DSP'ciler de bi kaç kelâm etmek isteller heralde.


anahtar kelimeleri vereyim sen ara bul. uzun ve derin bi mevzu çünkü.
analog saturation
tape saturation
tube saturation
ribbon microphone
tape overdrive
analog mixing


alperz aradığım cevabı verdi. teşekkür ederim araştırmaya geçeyim.


eklemeyi unuttuğum bir detay daha var. araştırıp anlatacağım sonuca ulaşman biraz uzun süreceği için burada anlatayım;
şimdi, ses dalgaları mikrofonlar ya da çeşitli alıcılar(magnetik ya da piezo falan) vasıtasıyla elektrik dalgasına çevirilip o şekilde kaydediliyor. buna analog kayıt deniyor. genelde 2 - 24 kanal arası magnetik teyplere kayıt yapılır.
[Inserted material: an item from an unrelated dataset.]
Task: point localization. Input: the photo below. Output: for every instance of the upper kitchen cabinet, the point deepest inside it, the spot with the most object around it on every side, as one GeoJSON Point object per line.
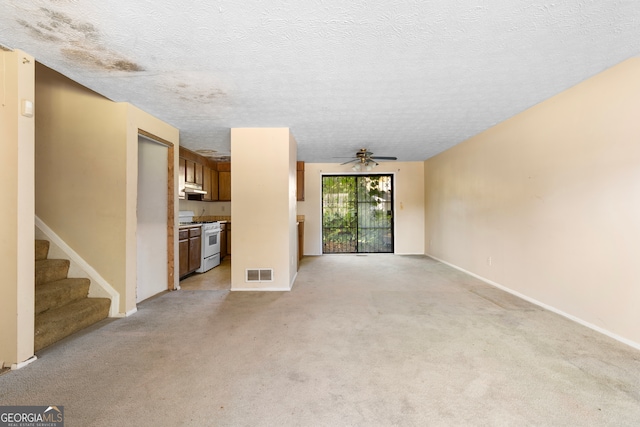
{"type": "Point", "coordinates": [209, 184]}
{"type": "Point", "coordinates": [224, 181]}
{"type": "Point", "coordinates": [199, 171]}
{"type": "Point", "coordinates": [300, 181]}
analog kayıtta, ekipmanların kendi ürettiği elektrik gürültüsü ve satürasyon hariç sinyalde bir bozulma olmaz. yani sinyalin yumuşaklığı korunur.
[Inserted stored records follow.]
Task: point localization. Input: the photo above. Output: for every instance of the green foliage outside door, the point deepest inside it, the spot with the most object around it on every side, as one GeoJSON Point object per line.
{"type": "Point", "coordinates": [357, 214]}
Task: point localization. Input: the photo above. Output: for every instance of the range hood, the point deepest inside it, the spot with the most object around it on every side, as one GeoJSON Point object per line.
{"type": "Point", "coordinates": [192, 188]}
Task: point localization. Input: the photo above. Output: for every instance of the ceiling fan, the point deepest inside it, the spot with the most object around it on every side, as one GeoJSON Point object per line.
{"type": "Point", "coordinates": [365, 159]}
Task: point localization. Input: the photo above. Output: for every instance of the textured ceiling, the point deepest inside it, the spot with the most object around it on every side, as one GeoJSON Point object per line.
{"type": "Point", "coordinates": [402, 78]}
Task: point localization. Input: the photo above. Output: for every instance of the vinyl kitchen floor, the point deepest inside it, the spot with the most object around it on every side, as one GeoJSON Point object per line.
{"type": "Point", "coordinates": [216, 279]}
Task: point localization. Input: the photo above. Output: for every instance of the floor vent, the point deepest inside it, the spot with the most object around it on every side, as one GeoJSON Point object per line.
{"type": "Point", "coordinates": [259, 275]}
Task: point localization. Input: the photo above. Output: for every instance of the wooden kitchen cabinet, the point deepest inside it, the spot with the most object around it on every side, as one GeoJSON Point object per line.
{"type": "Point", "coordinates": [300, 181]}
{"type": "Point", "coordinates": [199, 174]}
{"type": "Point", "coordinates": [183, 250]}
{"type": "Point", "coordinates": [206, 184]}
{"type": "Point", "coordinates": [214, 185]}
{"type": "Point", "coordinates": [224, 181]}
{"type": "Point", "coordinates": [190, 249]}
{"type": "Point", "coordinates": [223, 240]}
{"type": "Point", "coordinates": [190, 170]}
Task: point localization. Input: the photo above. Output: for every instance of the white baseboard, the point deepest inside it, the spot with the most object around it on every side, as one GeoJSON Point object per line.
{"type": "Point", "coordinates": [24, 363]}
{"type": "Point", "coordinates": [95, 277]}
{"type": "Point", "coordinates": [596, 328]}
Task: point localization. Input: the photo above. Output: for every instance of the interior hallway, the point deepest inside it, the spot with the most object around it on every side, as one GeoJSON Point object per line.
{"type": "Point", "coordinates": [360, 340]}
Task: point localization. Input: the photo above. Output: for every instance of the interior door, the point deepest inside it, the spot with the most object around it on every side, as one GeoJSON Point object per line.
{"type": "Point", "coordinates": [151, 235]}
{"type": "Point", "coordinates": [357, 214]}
80'lerden itibaren, özellikle 90'lardan itibaren, analog-dijital çeviricilerin kalitelerinin artması, non-lineer edit imkanları ve kapasite durumları neticesinde analog kayıt yavaş yavaş terk edildi.
analog-dijital çeviriminde sesi oluşturan sinüs dalgaları, kendinden daha küçük kare dalgalar şeklinde ifade ediliyor. örnek için eklediğim resme bakın. ( git: www.penstarsys.com )
bu kare kare olma durumu, seste kesinlikle istenmeyen bir durum. hiçbir enstrümanın üretemeyeceği bir sinyal. doğal değil ve genelde kötü duyulur.
analog-dijital çeviriciler ne kadar kaliteli olsa da, o kareler ne kadar küçülse de yine de varlar. dolayısıyla bahsedilen o soğukluk ve sertliğe biraz da bu sebep oluyor.
babaanneye anlatır gibi anlattım sanırım.